An inexplicable tension coiled in Grant's stomach. This wasn't right. This wasn't how it was supposed to go. He was losing control of the narrative he had so carefully constructed.
While he watched, stunned into silence, Aria took the pen. With a smooth, steady hand, she signed her name on the indicated line.
Aria Foster.
The signature was clean, decisive. Nothing like the hesitant, looping script of the woman he thought he knew. It was the signature of a stranger.
She held the signed document and the pen out to him. Her movements were efficient, final.
"Done," she said.
Grant's mind was blank.
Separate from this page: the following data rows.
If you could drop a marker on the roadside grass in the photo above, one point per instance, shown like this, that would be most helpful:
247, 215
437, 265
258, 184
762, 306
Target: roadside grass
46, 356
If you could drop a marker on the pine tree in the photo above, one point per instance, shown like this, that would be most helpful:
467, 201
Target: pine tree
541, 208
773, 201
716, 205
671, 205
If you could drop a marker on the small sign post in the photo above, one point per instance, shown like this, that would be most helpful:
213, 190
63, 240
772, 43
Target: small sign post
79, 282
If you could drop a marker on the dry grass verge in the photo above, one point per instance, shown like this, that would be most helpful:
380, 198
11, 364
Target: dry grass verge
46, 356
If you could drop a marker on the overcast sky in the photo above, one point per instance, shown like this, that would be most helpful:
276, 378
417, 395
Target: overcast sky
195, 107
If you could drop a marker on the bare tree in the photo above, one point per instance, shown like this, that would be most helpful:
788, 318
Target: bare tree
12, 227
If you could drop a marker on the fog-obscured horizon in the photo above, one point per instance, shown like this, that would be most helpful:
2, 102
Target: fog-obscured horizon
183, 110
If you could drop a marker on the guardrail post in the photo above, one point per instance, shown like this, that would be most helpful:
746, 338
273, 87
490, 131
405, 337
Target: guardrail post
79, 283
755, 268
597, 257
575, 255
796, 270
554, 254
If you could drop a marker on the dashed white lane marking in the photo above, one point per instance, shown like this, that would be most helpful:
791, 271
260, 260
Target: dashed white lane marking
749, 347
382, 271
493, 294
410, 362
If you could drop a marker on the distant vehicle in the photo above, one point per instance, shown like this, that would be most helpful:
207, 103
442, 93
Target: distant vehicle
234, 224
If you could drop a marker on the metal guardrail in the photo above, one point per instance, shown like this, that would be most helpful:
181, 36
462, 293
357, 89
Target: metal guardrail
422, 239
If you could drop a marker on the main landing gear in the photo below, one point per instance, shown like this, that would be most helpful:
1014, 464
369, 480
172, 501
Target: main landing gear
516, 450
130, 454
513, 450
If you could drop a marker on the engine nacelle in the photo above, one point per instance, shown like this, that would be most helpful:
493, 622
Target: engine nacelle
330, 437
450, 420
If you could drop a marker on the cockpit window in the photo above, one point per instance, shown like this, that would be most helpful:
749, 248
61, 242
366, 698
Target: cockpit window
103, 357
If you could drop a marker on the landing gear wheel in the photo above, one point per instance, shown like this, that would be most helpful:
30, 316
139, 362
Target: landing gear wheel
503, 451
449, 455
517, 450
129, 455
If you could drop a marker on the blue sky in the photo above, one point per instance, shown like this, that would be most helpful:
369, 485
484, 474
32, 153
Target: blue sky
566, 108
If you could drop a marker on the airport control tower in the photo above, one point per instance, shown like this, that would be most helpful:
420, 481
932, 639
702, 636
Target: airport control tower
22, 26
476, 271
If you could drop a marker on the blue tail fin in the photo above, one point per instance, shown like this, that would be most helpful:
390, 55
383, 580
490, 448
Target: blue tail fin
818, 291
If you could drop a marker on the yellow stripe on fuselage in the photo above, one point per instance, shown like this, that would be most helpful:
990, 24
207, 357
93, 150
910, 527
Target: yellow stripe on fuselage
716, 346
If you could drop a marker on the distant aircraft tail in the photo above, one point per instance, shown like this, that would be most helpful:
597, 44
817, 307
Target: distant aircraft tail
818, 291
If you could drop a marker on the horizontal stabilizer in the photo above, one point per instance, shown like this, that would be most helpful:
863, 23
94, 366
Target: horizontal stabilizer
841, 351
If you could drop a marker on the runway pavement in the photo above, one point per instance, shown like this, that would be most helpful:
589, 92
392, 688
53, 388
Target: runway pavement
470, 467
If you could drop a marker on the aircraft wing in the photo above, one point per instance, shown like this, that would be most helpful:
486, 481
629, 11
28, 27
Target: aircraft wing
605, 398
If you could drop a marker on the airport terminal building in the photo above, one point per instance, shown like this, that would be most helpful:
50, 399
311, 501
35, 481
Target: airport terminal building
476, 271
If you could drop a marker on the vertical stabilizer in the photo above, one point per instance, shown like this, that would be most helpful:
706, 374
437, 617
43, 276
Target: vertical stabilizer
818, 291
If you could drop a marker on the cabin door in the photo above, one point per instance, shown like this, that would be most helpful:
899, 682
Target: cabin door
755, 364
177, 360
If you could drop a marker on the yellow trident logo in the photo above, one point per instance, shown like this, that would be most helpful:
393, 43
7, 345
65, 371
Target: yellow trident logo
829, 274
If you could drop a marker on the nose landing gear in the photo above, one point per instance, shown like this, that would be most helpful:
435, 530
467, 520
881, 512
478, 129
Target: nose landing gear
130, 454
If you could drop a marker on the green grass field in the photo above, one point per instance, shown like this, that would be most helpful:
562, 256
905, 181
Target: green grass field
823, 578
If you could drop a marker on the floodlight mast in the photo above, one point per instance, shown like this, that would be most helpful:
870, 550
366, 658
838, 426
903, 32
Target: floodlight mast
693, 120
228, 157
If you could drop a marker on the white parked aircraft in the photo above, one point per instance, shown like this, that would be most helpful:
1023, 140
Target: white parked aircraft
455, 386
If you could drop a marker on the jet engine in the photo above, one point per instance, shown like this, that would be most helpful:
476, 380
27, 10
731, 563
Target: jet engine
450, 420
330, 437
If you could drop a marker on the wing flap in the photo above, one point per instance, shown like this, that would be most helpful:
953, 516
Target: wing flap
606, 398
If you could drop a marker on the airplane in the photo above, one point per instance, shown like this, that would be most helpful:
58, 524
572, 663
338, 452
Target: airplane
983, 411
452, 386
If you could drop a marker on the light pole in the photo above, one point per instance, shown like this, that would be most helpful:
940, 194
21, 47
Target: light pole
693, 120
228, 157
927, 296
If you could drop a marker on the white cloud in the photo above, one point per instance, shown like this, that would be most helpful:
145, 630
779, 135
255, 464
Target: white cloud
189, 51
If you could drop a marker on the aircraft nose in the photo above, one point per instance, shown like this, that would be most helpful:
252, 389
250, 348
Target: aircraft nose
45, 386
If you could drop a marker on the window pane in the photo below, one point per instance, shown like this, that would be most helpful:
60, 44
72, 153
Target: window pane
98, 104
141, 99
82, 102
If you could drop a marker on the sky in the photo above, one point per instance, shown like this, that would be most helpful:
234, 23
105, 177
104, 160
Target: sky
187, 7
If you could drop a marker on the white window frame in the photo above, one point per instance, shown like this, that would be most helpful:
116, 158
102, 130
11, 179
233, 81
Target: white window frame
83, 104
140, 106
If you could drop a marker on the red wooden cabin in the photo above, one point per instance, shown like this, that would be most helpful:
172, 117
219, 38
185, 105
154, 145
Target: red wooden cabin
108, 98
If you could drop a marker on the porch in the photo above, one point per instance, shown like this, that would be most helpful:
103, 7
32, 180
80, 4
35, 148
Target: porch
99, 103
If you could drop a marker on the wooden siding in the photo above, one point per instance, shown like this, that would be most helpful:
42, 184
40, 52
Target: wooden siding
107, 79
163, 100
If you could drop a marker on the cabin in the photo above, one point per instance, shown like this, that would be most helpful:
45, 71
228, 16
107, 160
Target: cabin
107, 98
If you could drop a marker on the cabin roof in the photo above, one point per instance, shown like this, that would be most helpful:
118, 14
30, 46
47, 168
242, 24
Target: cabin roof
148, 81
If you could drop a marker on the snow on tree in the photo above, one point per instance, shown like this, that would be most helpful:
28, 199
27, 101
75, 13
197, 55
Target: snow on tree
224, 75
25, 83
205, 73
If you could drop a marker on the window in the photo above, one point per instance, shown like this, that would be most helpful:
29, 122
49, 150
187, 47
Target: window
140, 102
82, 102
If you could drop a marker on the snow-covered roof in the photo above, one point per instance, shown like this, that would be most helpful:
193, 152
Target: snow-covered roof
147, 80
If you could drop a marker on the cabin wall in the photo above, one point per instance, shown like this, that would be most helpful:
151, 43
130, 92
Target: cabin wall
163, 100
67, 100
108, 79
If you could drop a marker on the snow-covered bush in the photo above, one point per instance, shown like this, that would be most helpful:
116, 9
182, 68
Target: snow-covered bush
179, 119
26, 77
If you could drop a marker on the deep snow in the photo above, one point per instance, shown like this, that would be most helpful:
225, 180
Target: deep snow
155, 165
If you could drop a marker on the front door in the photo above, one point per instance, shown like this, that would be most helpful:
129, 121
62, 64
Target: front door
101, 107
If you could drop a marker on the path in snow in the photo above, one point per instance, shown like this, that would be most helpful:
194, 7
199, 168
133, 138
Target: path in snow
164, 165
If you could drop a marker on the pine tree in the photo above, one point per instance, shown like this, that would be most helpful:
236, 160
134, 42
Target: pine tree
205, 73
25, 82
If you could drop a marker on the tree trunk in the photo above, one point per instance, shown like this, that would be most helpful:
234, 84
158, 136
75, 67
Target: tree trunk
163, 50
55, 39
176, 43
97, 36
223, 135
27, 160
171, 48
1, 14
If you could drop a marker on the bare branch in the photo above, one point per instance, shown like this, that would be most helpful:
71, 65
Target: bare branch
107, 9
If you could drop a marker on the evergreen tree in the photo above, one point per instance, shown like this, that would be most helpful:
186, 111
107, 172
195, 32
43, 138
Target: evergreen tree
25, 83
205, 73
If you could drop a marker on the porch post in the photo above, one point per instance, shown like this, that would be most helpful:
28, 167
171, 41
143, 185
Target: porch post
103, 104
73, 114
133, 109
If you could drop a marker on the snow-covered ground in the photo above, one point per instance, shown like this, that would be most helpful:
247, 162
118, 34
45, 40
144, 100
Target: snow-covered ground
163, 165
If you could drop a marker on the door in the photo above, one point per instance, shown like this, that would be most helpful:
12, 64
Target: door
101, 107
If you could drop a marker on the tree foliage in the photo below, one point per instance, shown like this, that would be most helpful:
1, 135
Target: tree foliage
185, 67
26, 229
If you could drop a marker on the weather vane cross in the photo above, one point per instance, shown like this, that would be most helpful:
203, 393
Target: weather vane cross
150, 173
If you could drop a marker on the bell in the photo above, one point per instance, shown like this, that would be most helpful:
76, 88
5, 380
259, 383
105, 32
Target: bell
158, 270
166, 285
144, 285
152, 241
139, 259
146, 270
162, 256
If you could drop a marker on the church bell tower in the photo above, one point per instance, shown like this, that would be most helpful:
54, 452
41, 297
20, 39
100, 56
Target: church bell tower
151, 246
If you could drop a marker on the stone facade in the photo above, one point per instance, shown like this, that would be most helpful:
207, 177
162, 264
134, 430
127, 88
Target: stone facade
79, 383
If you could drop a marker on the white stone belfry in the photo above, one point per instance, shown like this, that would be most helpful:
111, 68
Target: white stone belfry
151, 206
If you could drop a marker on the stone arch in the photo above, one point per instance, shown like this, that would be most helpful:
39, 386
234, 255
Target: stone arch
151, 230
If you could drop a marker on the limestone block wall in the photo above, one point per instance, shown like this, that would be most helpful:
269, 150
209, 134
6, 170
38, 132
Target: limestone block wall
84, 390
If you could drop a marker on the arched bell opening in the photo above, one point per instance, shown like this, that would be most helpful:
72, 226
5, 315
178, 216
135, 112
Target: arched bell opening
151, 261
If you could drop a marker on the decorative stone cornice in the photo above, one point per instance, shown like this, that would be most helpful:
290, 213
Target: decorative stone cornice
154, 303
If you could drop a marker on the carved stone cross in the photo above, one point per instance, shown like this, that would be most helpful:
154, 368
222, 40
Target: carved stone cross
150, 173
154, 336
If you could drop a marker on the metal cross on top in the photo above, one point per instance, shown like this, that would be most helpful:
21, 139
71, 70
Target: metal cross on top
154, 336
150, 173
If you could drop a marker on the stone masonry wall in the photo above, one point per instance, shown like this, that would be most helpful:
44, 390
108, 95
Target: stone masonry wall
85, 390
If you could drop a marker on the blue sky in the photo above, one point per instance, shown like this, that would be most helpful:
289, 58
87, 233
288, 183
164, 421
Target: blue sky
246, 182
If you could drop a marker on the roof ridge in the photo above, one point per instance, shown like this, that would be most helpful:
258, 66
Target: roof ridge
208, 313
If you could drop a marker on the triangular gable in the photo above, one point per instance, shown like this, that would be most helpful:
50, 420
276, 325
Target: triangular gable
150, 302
He took the papers back mechanically, his eyes immediately dropping to the signature. It was real. She had actually signed it.
"As for your money and your house," Aria's voice cut in again, a sharp edge of mockery in her tone, "I don't want them. They're dirty."
She swung her legs over the side of the bed, the thick bandage on her wrist a stark white against her pale skin. She ignored the dizziness that washed over her as she stood, her bare feet pressing into the cold, marble floor.
"I have one condition," she said, walking towards the enormous walk-in closet without a backward glance.
"Tomorrow morning. Nine o'clock. City Hall."
Her voice floated back to him, clear and commanding.
"Don't be late."
Grant stood frozen, the signed papers feeling impossibly heavy in his hand. He stared at her retreating back, at the straightness of her spine, and for the first time in their three-year marriage, he felt a profound and unsettling sense of defeat.
She didn't look back. It was as if he had already ceased to exist.